第6話 絡められた指

 次の日の朝。


 いつも通りに家を出た私は、玄関先に立っていた人物を見て、驚愕に目を見張った。


 だって、そこに居たのは──。


「ドノ……ヴァン?」


 どうして──? という言葉は、声にならなかった。


 驚き立ち尽くす私に、ドノヴァンは笑みを浮かべて近づいて来る。


「なんだよ、そんな顔して。一週間前までは毎日一緒に通ってただろ? だから元に戻そうと思ってさ」

「そう……なんだ。でも、突然どうして?」


 昨日アリーシャさんと何かあったの?


 そう聞きたくても、言葉にするのは躊躇われて。


 じっと彼を見つめていると、逡巡するかのように視線を彷徨わせた後、ドノヴァンは頭の後ろを掻きながらポツリと言った。


「別に……理由なんてどうだっていいだろ」


 そう。別々に行くのも、元に戻るのも、私の意思なんてどうでもいいのね。


 ドノヴァンの態度に、私はふと、そんな風に思ってしまう。


 けれど、どうやらそれは私の表情に出てしまっていたらしい。


「もしかして、嫌……なのか?」


 下から顔を覗き込むようにしてドノヴァンに問われ、焦った私は両手をぶんぶんと横に振った。
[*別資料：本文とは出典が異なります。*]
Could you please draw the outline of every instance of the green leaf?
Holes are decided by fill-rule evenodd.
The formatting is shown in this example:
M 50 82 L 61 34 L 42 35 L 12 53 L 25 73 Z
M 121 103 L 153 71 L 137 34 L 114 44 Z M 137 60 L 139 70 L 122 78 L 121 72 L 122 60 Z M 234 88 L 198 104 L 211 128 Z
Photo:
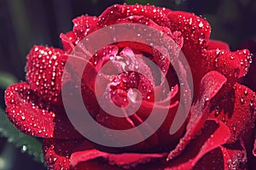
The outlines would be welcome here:
M 5 89 L 9 85 L 17 82 L 17 79 L 6 72 L 0 72 L 0 88 Z
M 20 132 L 9 120 L 4 111 L 0 108 L 0 136 L 8 139 L 21 152 L 27 153 L 34 157 L 36 162 L 44 162 L 42 150 L 42 143 L 36 138 Z
M 147 3 L 149 3 L 150 5 L 155 4 L 155 1 L 154 1 L 154 0 L 148 0 L 148 1 L 145 1 L 145 0 L 126 0 L 125 3 L 129 5 L 132 5 L 135 3 L 139 3 L 139 4 L 143 4 L 143 5 L 145 5 Z

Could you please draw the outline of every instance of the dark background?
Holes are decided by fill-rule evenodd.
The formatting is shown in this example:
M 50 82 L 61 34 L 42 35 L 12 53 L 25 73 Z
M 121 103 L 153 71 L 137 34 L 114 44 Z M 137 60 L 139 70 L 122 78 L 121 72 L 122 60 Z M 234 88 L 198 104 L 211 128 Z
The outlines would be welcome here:
M 228 42 L 232 50 L 256 38 L 255 0 L 126 1 L 135 2 L 202 15 L 211 24 L 211 37 Z M 26 56 L 34 44 L 61 48 L 59 35 L 72 30 L 72 19 L 84 14 L 98 16 L 108 6 L 123 3 L 122 0 L 1 0 L 0 74 L 9 73 L 24 81 Z M 4 109 L 3 94 L 2 88 L 0 105 Z M 0 164 L 6 148 L 12 151 L 9 156 L 12 169 L 46 169 L 3 138 L 0 138 Z

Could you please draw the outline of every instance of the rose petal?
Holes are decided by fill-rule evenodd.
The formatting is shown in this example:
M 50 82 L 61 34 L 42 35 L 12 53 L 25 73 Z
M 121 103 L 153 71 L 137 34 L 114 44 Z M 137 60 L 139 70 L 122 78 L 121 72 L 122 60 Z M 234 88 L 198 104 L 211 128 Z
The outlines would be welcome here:
M 131 15 L 142 15 L 152 20 L 159 26 L 170 27 L 169 19 L 166 14 L 170 10 L 164 8 L 146 5 L 119 5 L 108 8 L 100 16 L 98 24 L 102 26 L 110 26 L 119 19 Z
M 83 38 L 98 29 L 98 18 L 96 16 L 82 15 L 73 20 L 73 31 L 79 38 Z
M 207 50 L 211 49 L 225 49 L 230 50 L 230 46 L 224 42 L 218 40 L 210 40 L 207 44 Z
M 66 34 L 61 33 L 60 37 L 61 39 L 64 51 L 70 54 L 77 43 L 76 35 L 73 31 L 69 31 Z
M 150 162 L 153 159 L 162 158 L 166 154 L 139 154 L 139 153 L 123 153 L 109 154 L 97 150 L 88 150 L 77 151 L 70 157 L 71 165 L 75 167 L 79 162 L 88 162 L 98 157 L 108 160 L 112 164 L 122 166 L 136 167 L 137 164 Z
M 250 52 L 253 54 L 253 61 L 251 61 L 251 66 L 249 68 L 248 73 L 246 75 L 245 77 L 239 82 L 241 84 L 245 84 L 249 87 L 252 90 L 256 92 L 256 78 L 255 78 L 255 72 L 256 72 L 256 42 L 253 40 L 250 40 L 244 43 L 241 47 L 242 48 L 248 48 Z
M 202 78 L 200 88 L 201 93 L 198 100 L 191 107 L 187 132 L 181 139 L 183 142 L 180 142 L 175 150 L 170 152 L 168 159 L 173 159 L 180 155 L 186 145 L 189 144 L 191 138 L 193 138 L 204 125 L 206 119 L 210 114 L 209 102 L 219 91 L 225 81 L 225 77 L 217 71 L 211 71 Z
M 168 13 L 172 31 L 180 31 L 183 37 L 182 52 L 185 55 L 193 73 L 194 82 L 199 82 L 205 68 L 198 71 L 203 62 L 203 58 L 199 57 L 207 46 L 210 37 L 211 27 L 207 20 L 194 14 L 172 11 Z
M 224 155 L 224 169 L 247 169 L 247 151 L 239 140 L 220 146 L 220 149 Z
M 220 148 L 216 148 L 201 158 L 194 169 L 223 169 L 224 156 Z
M 26 134 L 42 138 L 83 139 L 65 114 L 59 114 L 61 110 L 55 110 L 50 103 L 39 99 L 26 82 L 9 86 L 5 94 L 5 104 L 9 118 Z
M 61 76 L 66 60 L 62 50 L 44 46 L 34 46 L 27 55 L 27 82 L 45 101 L 61 104 Z
M 223 122 L 214 120 L 207 120 L 200 133 L 165 170 L 192 169 L 207 153 L 225 144 L 230 135 Z
M 44 139 L 43 151 L 45 162 L 49 169 L 70 169 L 69 157 L 83 140 L 61 140 Z
M 255 93 L 236 83 L 235 89 L 212 103 L 212 118 L 223 121 L 230 129 L 229 143 L 234 143 L 254 126 L 256 120 Z
M 207 71 L 217 71 L 227 78 L 220 93 L 226 94 L 231 90 L 238 78 L 247 73 L 251 54 L 247 49 L 236 52 L 215 49 L 206 51 L 204 58 L 203 67 Z

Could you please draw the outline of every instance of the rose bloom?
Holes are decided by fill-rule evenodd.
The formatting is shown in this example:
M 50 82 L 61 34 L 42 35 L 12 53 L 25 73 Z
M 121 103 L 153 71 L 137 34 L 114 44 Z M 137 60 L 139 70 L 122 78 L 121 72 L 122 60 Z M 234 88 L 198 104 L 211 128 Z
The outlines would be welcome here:
M 228 44 L 210 40 L 210 25 L 194 14 L 150 5 L 113 5 L 99 17 L 83 15 L 73 21 L 73 31 L 61 34 L 63 49 L 34 46 L 27 55 L 26 81 L 9 86 L 5 94 L 10 121 L 26 134 L 43 138 L 49 169 L 247 169 L 255 165 L 255 93 L 237 82 L 252 62 L 247 49 L 230 52 Z M 121 23 L 147 25 L 170 36 L 189 62 L 194 95 L 184 123 L 169 134 L 181 87 L 172 63 L 143 44 L 119 42 L 104 47 L 85 67 L 81 85 L 84 103 L 100 124 L 117 130 L 135 128 L 150 115 L 150 103 L 160 102 L 152 99 L 157 87 L 150 81 L 159 81 L 148 78 L 154 72 L 147 72 L 148 77 L 122 72 L 108 86 L 112 102 L 125 106 L 129 89 L 137 88 L 142 105 L 129 117 L 105 112 L 96 101 L 94 83 L 98 71 L 113 58 L 147 56 L 161 69 L 172 89 L 162 99 L 172 98 L 168 115 L 154 134 L 131 146 L 112 148 L 88 140 L 73 128 L 63 106 L 61 85 L 73 83 L 76 76 L 67 74 L 65 81 L 61 77 L 67 60 L 73 57 L 70 53 L 82 39 Z M 138 66 L 145 65 L 141 60 Z

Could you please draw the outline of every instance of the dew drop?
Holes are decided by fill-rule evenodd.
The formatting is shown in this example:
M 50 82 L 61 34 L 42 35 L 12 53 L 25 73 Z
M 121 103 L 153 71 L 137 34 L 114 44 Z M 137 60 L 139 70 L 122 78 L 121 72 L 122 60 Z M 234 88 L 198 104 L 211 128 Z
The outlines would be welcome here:
M 21 147 L 21 152 L 24 153 L 24 152 L 26 151 L 26 150 L 27 150 L 27 146 L 26 145 L 22 145 L 22 147 Z
M 204 24 L 201 21 L 200 24 L 198 25 L 198 26 L 199 26 L 200 28 L 202 28 L 202 27 L 204 26 Z

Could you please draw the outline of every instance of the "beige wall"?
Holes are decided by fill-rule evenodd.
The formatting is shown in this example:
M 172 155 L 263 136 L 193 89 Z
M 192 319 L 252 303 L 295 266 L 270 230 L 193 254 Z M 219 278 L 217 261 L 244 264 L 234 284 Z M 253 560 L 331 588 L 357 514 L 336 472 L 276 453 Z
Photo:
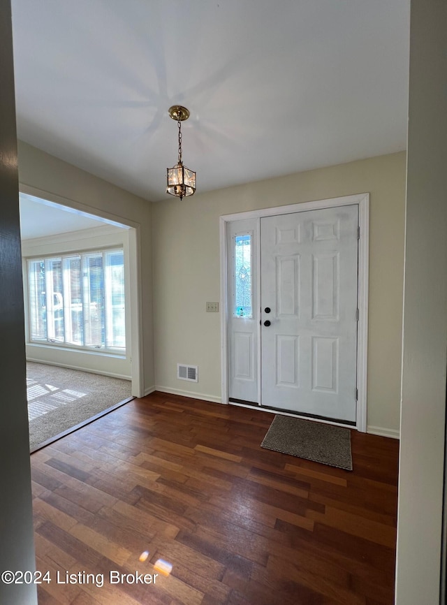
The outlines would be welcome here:
M 412 0 L 397 605 L 446 603 L 439 558 L 443 525 L 447 538 L 446 31 L 446 2 Z M 445 516 L 447 502 L 444 509 Z
M 92 214 L 115 218 L 124 224 L 140 225 L 142 386 L 144 391 L 150 390 L 154 386 L 151 203 L 22 141 L 19 141 L 19 180 L 22 187 L 36 189 L 41 197 L 45 198 L 46 192 L 49 199 L 53 199 L 52 196 L 64 198 L 68 206 L 81 205 Z
M 219 400 L 220 314 L 205 312 L 206 301 L 220 300 L 219 216 L 369 192 L 367 424 L 370 430 L 397 436 L 405 174 L 402 152 L 154 205 L 157 387 Z M 198 365 L 198 383 L 177 380 L 177 363 Z

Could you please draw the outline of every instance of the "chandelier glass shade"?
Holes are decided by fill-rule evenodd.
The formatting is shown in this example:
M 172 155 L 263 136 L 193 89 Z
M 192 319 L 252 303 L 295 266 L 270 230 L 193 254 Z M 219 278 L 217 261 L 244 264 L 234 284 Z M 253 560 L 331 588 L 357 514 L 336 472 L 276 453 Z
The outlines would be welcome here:
M 169 109 L 169 115 L 177 122 L 179 128 L 178 161 L 172 168 L 168 168 L 166 193 L 181 200 L 192 196 L 196 191 L 196 173 L 187 168 L 182 161 L 182 122 L 188 119 L 189 111 L 181 105 L 174 105 Z

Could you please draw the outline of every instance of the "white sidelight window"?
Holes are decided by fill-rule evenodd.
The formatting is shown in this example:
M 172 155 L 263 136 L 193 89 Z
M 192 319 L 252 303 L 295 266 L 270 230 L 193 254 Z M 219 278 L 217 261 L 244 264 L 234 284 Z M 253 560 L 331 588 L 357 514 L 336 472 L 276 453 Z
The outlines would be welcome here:
M 29 258 L 31 342 L 126 352 L 122 248 Z

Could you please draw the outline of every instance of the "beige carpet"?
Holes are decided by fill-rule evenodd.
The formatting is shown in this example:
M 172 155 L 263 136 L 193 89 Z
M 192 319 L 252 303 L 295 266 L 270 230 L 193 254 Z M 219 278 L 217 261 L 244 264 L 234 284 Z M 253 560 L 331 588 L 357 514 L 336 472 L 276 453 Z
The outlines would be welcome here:
M 129 380 L 27 363 L 30 451 L 131 398 Z

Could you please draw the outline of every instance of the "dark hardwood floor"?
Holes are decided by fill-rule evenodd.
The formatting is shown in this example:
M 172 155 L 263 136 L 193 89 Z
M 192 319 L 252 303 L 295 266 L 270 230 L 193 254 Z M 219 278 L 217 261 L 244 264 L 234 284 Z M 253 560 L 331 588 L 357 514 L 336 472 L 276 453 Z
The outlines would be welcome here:
M 392 605 L 398 442 L 352 431 L 349 472 L 273 418 L 157 393 L 32 454 L 39 604 Z

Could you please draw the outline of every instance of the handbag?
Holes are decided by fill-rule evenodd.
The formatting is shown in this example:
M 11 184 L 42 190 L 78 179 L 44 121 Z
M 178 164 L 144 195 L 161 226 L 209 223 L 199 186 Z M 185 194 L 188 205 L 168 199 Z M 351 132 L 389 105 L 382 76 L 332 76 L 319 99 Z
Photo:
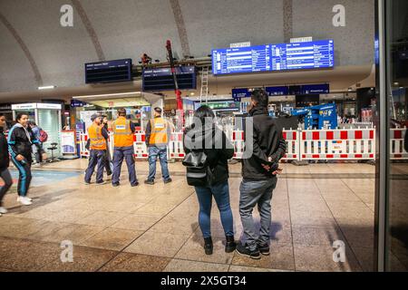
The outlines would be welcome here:
M 191 150 L 186 154 L 182 164 L 187 168 L 204 169 L 208 166 L 207 154 L 204 150 Z
M 209 183 L 209 161 L 203 150 L 191 150 L 186 154 L 182 164 L 186 167 L 187 184 L 205 187 Z

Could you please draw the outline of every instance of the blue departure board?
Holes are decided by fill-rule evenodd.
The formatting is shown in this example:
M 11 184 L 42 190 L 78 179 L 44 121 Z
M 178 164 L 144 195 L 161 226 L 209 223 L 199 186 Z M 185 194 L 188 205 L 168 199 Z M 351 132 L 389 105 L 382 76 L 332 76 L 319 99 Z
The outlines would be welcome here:
M 222 48 L 211 54 L 214 75 L 335 66 L 333 40 Z
M 224 48 L 212 51 L 212 73 L 270 71 L 269 45 Z
M 272 71 L 331 68 L 335 66 L 333 40 L 271 44 Z

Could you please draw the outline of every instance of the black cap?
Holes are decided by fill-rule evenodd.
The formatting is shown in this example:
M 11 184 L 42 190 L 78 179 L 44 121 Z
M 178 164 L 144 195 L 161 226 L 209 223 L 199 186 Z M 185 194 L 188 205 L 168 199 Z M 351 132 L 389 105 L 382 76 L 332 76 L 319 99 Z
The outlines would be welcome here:
M 93 114 L 93 115 L 91 116 L 91 121 L 94 121 L 95 119 L 98 118 L 98 117 L 100 117 L 100 115 L 98 115 L 98 114 Z

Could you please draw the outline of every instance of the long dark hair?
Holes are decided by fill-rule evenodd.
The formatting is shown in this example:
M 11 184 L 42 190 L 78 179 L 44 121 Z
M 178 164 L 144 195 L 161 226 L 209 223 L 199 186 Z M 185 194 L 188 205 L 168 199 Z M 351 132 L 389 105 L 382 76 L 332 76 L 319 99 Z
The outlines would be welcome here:
M 28 117 L 28 113 L 26 112 L 19 112 L 15 117 L 15 121 L 18 123 L 18 121 L 21 120 L 21 118 L 23 118 L 24 115 Z

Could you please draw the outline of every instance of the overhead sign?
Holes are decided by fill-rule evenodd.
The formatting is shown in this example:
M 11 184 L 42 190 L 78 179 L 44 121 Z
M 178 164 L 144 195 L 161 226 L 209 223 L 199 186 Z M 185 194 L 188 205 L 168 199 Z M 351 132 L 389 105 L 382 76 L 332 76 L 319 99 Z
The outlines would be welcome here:
M 232 89 L 233 99 L 248 98 L 250 96 L 251 92 L 249 92 L 249 89 Z
M 52 109 L 61 110 L 62 105 L 60 103 L 18 103 L 12 105 L 12 110 L 33 110 L 33 109 Z
M 313 42 L 312 36 L 291 38 L 290 43 L 310 43 Z
M 237 43 L 237 44 L 230 44 L 229 48 L 236 48 L 236 47 L 248 47 L 251 46 L 250 42 L 246 43 Z
M 71 100 L 71 107 L 73 108 L 78 108 L 78 107 L 83 107 L 85 103 L 79 100 Z
M 212 50 L 215 75 L 335 66 L 333 40 Z
M 195 90 L 197 87 L 196 67 L 192 65 L 176 67 L 177 82 L 180 90 Z M 171 68 L 145 69 L 142 76 L 143 92 L 174 90 Z
M 302 85 L 302 94 L 318 94 L 329 92 L 330 92 L 330 86 L 328 83 Z
M 268 96 L 285 96 L 289 94 L 289 88 L 287 86 L 279 87 L 266 87 Z
M 131 59 L 85 63 L 85 83 L 131 81 Z

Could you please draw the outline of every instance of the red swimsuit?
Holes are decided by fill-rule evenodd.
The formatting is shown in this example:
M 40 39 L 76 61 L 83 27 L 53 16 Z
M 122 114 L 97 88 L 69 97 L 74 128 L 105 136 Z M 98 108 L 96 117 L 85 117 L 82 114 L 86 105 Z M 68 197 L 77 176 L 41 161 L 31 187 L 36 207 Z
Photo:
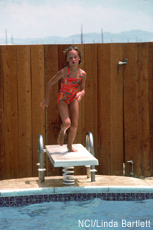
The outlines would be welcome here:
M 73 100 L 77 100 L 78 98 L 76 97 L 76 94 L 78 92 L 78 88 L 81 81 L 82 81 L 82 76 L 80 74 L 80 70 L 79 70 L 79 77 L 73 78 L 71 77 L 70 70 L 67 67 L 67 76 L 65 79 L 62 79 L 61 81 L 61 89 L 58 94 L 57 104 L 60 101 L 70 104 Z

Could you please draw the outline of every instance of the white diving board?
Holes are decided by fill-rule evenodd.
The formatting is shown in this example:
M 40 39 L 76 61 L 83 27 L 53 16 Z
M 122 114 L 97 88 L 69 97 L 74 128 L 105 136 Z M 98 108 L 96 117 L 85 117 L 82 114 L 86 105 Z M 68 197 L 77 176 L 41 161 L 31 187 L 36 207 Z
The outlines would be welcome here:
M 47 155 L 54 167 L 98 165 L 98 160 L 81 144 L 73 144 L 77 152 L 68 152 L 67 145 L 46 145 Z

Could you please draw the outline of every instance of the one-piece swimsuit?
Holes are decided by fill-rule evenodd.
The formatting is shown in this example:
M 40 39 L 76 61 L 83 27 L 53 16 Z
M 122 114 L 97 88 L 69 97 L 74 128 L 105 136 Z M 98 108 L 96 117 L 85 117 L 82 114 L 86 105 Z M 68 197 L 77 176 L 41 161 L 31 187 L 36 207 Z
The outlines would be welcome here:
M 61 80 L 61 88 L 57 97 L 57 104 L 59 102 L 65 102 L 67 104 L 72 103 L 74 100 L 77 100 L 77 92 L 82 81 L 82 76 L 79 69 L 79 77 L 73 78 L 70 75 L 70 70 L 67 67 L 67 76 Z

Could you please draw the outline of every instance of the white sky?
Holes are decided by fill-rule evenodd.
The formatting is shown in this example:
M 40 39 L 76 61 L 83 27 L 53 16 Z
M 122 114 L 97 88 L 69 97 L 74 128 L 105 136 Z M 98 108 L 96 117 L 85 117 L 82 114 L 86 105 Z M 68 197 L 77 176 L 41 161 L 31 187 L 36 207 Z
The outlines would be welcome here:
M 153 32 L 153 0 L 0 0 L 0 37 Z

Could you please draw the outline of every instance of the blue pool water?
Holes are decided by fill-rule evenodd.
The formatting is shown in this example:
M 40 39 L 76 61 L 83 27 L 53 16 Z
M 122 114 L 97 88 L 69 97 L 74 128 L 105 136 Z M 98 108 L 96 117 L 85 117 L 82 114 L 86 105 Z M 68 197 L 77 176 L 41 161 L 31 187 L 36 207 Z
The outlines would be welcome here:
M 153 200 L 44 202 L 0 208 L 2 230 L 153 229 Z

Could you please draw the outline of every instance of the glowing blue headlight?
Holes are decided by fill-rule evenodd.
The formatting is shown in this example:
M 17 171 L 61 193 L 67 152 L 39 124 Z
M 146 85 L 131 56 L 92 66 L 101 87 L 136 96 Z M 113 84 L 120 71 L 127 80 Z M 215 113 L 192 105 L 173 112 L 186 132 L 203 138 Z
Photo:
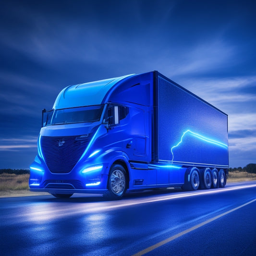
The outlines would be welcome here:
M 103 165 L 97 165 L 97 166 L 92 166 L 91 167 L 88 167 L 85 168 L 82 171 L 83 173 L 86 173 L 89 171 L 100 171 L 103 167 Z
M 43 170 L 39 168 L 36 168 L 36 167 L 30 167 L 32 170 L 35 170 L 36 171 L 43 171 Z

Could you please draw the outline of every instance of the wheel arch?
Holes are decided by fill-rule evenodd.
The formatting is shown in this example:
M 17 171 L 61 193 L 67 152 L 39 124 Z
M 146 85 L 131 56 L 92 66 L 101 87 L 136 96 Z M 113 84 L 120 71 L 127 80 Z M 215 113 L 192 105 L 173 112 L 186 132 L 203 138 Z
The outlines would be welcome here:
M 129 172 L 129 170 L 127 163 L 123 159 L 118 159 L 117 160 L 115 160 L 114 162 L 113 162 L 113 163 L 112 163 L 111 165 L 110 165 L 109 173 L 110 171 L 111 166 L 112 166 L 113 165 L 115 164 L 119 164 L 120 165 L 121 165 L 123 167 L 123 168 L 125 170 L 125 171 L 126 172 L 126 175 L 127 175 L 126 186 L 127 186 L 127 188 L 128 189 L 129 187 L 129 184 L 130 184 L 130 172 Z M 109 178 L 110 177 L 109 177 L 109 178 L 108 179 L 108 180 L 109 179 Z M 109 188 L 108 182 L 107 183 L 107 188 L 108 189 Z

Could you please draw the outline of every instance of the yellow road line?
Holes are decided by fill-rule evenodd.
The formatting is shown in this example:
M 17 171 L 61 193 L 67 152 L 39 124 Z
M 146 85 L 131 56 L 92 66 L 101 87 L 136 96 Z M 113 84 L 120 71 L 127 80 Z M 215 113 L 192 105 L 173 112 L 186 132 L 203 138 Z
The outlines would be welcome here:
M 233 209 L 230 210 L 229 211 L 226 211 L 226 212 L 221 213 L 221 214 L 219 214 L 219 215 L 218 215 L 217 216 L 216 216 L 214 218 L 210 219 L 208 219 L 207 220 L 206 220 L 205 221 L 204 221 L 203 222 L 202 222 L 201 223 L 198 224 L 198 225 L 196 225 L 195 226 L 194 226 L 194 227 L 192 227 L 192 228 L 190 228 L 190 229 L 188 229 L 186 230 L 184 230 L 184 231 L 183 231 L 182 232 L 180 232 L 180 233 L 176 235 L 173 235 L 172 236 L 171 236 L 164 240 L 163 240 L 162 241 L 159 242 L 159 243 L 158 243 L 157 244 L 154 244 L 153 245 L 152 245 L 149 247 L 146 248 L 146 249 L 144 249 L 144 250 L 143 250 L 142 251 L 141 251 L 140 252 L 139 252 L 138 253 L 137 253 L 134 254 L 132 256 L 140 256 L 141 255 L 144 255 L 144 254 L 149 253 L 149 252 L 151 252 L 151 251 L 155 250 L 155 249 L 156 249 L 157 248 L 161 246 L 162 245 L 163 245 L 164 244 L 167 244 L 168 243 L 169 243 L 170 242 L 174 240 L 174 239 L 178 238 L 178 237 L 180 237 L 181 236 L 182 236 L 183 235 L 184 235 L 185 234 L 189 233 L 189 232 L 191 232 L 191 231 L 193 231 L 194 230 L 195 230 L 196 229 L 198 229 L 198 228 L 202 227 L 202 226 L 204 226 L 208 223 L 211 222 L 212 221 L 215 220 L 215 219 L 218 219 L 220 217 L 222 217 L 222 216 L 226 215 L 227 214 L 228 214 L 229 213 L 230 213 L 234 211 L 238 210 L 238 209 L 240 209 L 240 208 L 242 208 L 242 207 L 244 207 L 244 206 L 246 206 L 255 201 L 256 201 L 256 199 L 255 199 L 252 201 L 250 201 L 250 202 L 248 202 L 248 203 L 246 203 L 246 204 L 244 204 L 243 205 L 236 207 L 236 208 L 234 208 Z

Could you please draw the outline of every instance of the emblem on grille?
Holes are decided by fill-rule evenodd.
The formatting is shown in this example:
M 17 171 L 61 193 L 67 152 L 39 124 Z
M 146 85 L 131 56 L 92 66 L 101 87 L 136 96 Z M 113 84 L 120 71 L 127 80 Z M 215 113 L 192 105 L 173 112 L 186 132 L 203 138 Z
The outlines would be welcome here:
M 59 144 L 58 144 L 59 146 L 63 146 L 64 143 L 65 143 L 65 141 L 63 139 L 62 140 L 58 140 L 58 141 L 59 141 Z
「そんなことあるわけないじゃない。ただちょっと驚いただけで……またドノヴァンと一緒に行けるなんて嬉しいわ!」


 余計な事は考えないように気を付けながら、大袈裟なほど明るい声を出す。


 わざとらしさ全開だけれど、幸いにも彼は気付かなかったらしい。


 安心したように微笑むと、徐に私へと手を差し出した。


「え? なに?」


 どうして手を差し出されたのかが分からず、その手を見つめ、私はこてんと首を傾げる。


「……ほら、早く」


 若干苛立ったように言われるが、私には全く意味が分からない。


 これまで一度だって、ドノヴァンからそのように手を差し出されたことなんてないから。


「え……っと?」


 自分の手を差し出すか、はたまた持っている鞄を差し出せば良いのか。


 恐らくそのどちらかだろうとは思うけれど、間違えたら叱責されるであろうことが容易に想像できてしまうため、踏ん切りがつかない。


 そんな私を見て、ドノヴァンは何を思ったのか。


 数瞬迷っているかのような瞳を向けてきたと思ったら、不意に私の手をとると、馬車へ向かって颯爽と歩き出したのだ。


「え? え? え?」


 訳が分からず、私は彼に手を引かれるまま馬車へと連れて行かれ、そのまま車内へと引き込まれる。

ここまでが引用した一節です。